Caching

Xorq provides a caching system that enables efficient iterative development of ML pipelines. The caching system is designed to optimize performance, reduce computational overhead, and provide automatic invalidation when upstream data changes.

Overview

The caching system in Xorq allows you to:

  • Cache results from upstream query engines to store intermediate results to avoid recomputation
  • Persist data locally or in remote storage so you can choose between in-memory, disk-based, or remote storage
  • Automatically invalidate cache when source data changes ensuring data freshness without manual intervention
  • Chain caches across multiple engines enabling the creation of complex pipelines with multiple caching layers

Core concepts

Lazy evaluation and caching

Xorq operations are lazy by default - they don’t execute until you call .execute(). This lazy evaluation works hand-in-hand with the caching system:

Note

The lazy nature of the .cache in Xorq is a deviation from Ibis cache, where calling this method eagerly executes the expression.

# Operations are lazy until execute() is called
recent_batting = (
    batting[batting.yearID > 2010]
    .select(['playerID', 'yearID', 'teamID', 'G', 'AB', 'R', 'H'])
)

# Execute to see results - this is when caching can be applied
result = recent_batting.execute()

Cache keys and hashing

Xorq uses different hashing strategies to determine when cached data is still valid. Cache keys are generated using cityhash based on different components depending on the cache type:

Storage Type Hash Components
In-Memory Data bytes + Schema
Disk-Based Query plan + Schema
Remote Table metadata

Additionally, when data freshness is required, i.e. automatic cache invalidation on data changes it uses the last modified time of files both disk-based and remote

Cache types

Xorq supports four types of cache, each optimized for different use cases:

SourceCache

SourceCache provides automatic cache invalidation when upstream data changes:

import xorq.api as xo
from xorq.caching import SourceCache

# Connect to source database
pg = xo.postgres.connect_env()
con = xo.connect()  

# Create source storage
storage = SourceCache.from_kwargs(source=con)

# Register table from postgres and cache it
batting = pg.table("batting")

expr = batting.filter(batting.yearID == 2015)
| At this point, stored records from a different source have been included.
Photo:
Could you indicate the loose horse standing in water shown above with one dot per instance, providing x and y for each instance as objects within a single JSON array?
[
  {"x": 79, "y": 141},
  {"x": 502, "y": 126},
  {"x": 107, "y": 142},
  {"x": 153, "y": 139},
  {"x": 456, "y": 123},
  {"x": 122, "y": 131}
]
# Cache the filtered data in the source backend
cached = (
    expr.cache(cache=storage)  # cache expression
)

# Execute the query - results will be cached
result = xo.execute(cached)

Key Features:

  • Automatically invalidates cache when upstream data changes
  • Persistence depends on the source backend
  • Supports both remote (Snowflake, Postgres) and in-process (pandas, DuckDB) backends
  • Ideal for production pipelines where data freshness is critical

SourceSnapshotCache

SourceSnapshotCache provides caching without automatic invalidation:

import xorq.api as xo
from xorq.caching import SourceSnapshotCache

# Connect to source database
pg = xo.postgres.connect_env()
con = xo.connect()

# Create snapshot storage
storage = SourceSnapshotCache.from_kwargs(source=con)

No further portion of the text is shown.